Timber-Concrete Hybrid Building
Within this project, structural and environmental analyses were conducted on a novel tall wood-concrete hybrid system, where a concrete frame consisting of slabs at every third storey provides fire separation as well as the necessary stiffness and strength to resist gravity and lateral loads. The intermediate storeys including their floors are constructed using wood modules to create the usable space. This approach reduces the environmental footprint of the building, reduces the building weight and therefore the seismic demand on connections and foundation, and speeds up the construction process. To study this hybrid concept, a 30-storey case-study building with regular floor plan was designed and compared to a regular all-concrete building.
Timber-concrete-composite floor systems
Timber-Concrete Composite systems have been employed as an efficient solution in medium span structural applications; their use remains largely confined to European countries.
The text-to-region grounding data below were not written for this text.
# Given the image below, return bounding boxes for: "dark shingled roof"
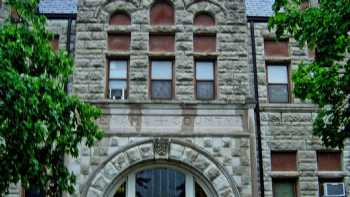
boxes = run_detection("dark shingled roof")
[39,0,77,14]
[38,0,273,17]
[245,0,274,17]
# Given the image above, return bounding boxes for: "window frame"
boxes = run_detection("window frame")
[271,151,297,171]
[316,151,342,171]
[195,60,216,100]
[266,64,291,103]
[149,59,174,100]
[106,58,129,100]
[109,165,213,197]
[150,1,175,26]
[272,178,298,197]
[318,178,344,197]
[109,11,131,25]
[193,12,215,26]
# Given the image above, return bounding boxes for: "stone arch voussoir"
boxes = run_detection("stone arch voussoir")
[186,0,226,21]
[84,139,240,197]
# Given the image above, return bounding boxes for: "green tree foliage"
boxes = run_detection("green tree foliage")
[0,0,103,195]
[269,0,350,148]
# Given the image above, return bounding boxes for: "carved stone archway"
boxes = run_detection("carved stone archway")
[83,139,240,197]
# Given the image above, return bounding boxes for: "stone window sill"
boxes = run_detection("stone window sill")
[270,171,299,178]
[265,56,291,63]
[317,171,346,179]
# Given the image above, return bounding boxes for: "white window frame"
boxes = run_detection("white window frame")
[111,166,212,197]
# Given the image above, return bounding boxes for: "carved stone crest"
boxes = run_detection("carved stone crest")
[153,138,170,158]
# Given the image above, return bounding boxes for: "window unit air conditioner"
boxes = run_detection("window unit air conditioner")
[109,88,126,100]
[323,183,346,197]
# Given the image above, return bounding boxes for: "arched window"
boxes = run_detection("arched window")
[110,12,131,25]
[112,167,210,197]
[194,13,215,26]
[150,1,175,25]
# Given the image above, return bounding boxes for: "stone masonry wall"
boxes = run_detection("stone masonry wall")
[75,136,252,197]
[260,106,350,197]
[65,103,256,197]
[70,0,257,196]
[250,22,350,197]
[73,0,252,103]
[0,2,9,23]
[47,19,77,55]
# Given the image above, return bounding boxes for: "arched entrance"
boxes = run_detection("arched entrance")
[82,139,240,197]
[105,161,214,197]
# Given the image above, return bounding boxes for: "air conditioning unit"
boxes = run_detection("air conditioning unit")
[323,183,346,197]
[109,88,126,100]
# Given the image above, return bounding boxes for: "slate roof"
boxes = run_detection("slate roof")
[38,0,273,17]
[245,0,275,17]
[39,0,77,14]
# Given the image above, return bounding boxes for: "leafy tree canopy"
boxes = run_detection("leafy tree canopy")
[269,0,350,148]
[0,0,103,195]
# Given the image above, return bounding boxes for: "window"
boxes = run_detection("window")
[193,35,216,53]
[267,65,289,103]
[149,34,175,52]
[195,61,215,100]
[110,12,131,25]
[273,179,297,197]
[113,167,209,197]
[108,60,128,100]
[25,186,45,197]
[150,60,173,99]
[150,1,174,25]
[264,40,289,57]
[317,151,342,171]
[271,151,297,171]
[108,33,131,51]
[194,13,215,26]
[51,35,59,51]
[318,178,344,197]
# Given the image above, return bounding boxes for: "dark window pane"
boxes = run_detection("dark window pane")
[25,187,44,197]
[317,152,342,171]
[152,80,172,99]
[110,12,131,25]
[150,2,174,25]
[273,181,296,197]
[114,182,126,197]
[197,81,214,100]
[194,13,215,26]
[136,168,185,197]
[268,84,288,103]
[195,182,207,197]
[271,152,297,171]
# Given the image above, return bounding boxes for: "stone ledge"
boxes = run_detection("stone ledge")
[270,171,300,178]
[103,132,251,138]
[265,56,291,63]
[86,99,251,108]
[105,51,131,58]
[260,103,318,113]
[317,171,347,179]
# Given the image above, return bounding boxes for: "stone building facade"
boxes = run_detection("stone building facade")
[1,0,349,196]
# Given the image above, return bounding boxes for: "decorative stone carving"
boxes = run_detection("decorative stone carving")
[153,138,170,158]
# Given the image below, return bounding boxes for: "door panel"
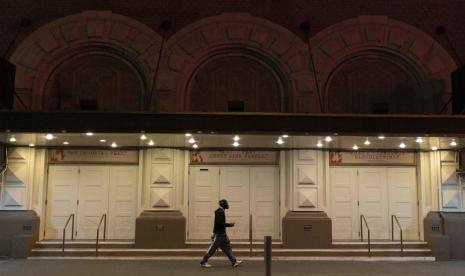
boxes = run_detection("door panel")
[330,168,358,239]
[388,168,418,240]
[76,166,109,239]
[250,167,279,239]
[219,167,250,239]
[188,167,220,239]
[108,166,138,239]
[45,166,79,239]
[358,168,389,239]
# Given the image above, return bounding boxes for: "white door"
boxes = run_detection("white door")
[188,167,220,239]
[250,167,279,239]
[388,168,419,240]
[108,166,138,239]
[358,168,389,239]
[76,166,109,239]
[330,167,358,240]
[219,167,250,240]
[45,166,79,239]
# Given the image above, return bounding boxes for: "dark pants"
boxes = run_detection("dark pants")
[201,234,237,264]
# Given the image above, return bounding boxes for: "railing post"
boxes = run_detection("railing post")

A large number of precedents for T-beam configurations exist; however, the growing availability of flat plate engineered wood products offers greater versatility in terms of floor plans and architectural expression in modern timber and hybrid structures. A research program investigates the performance of five different connector types (a post-installed screw system, cast-in screws, glued-in steel mesh, adhesive bonded, and mechanical interlocking) in Cross-Laminated-Timber, Laminated-Veneer-Lumber, and Laminated-Strand-Lumber. UBC TCC Test Report
CLT-steel hybrid floor system
This research discussed an innovative hybrid timber-steel solution for floor diaphragms developed by joining CLT panels with cold-formed customized steel beams. The repeatable floor unit is prefabricated off-site and then fastened on-site using preloaded bolts and self-tapping screws. A numerical model was developed with its input parameters calibrated from full-scale experimental tests. The effects of connections and element arrangement, load and constraint conditions, the relative stiffness of shear walls and their spacing, as well as the floor aspect ratio on the load-displacement response of floors, has been investigated.
Nonlinear dynamic analyses of timber-steel-hybrid system
Climate change has increased the demand for designing structures with more sustainable materials. The “Finding the Forest Through the Trees” (FFTT) system is a new hybrid system for high rise structures which combines the advantages of timber and steel as building materials. This research focuses on utilizing finite element models to capture the seismic response of the FFTT system and help developing practical design guidance.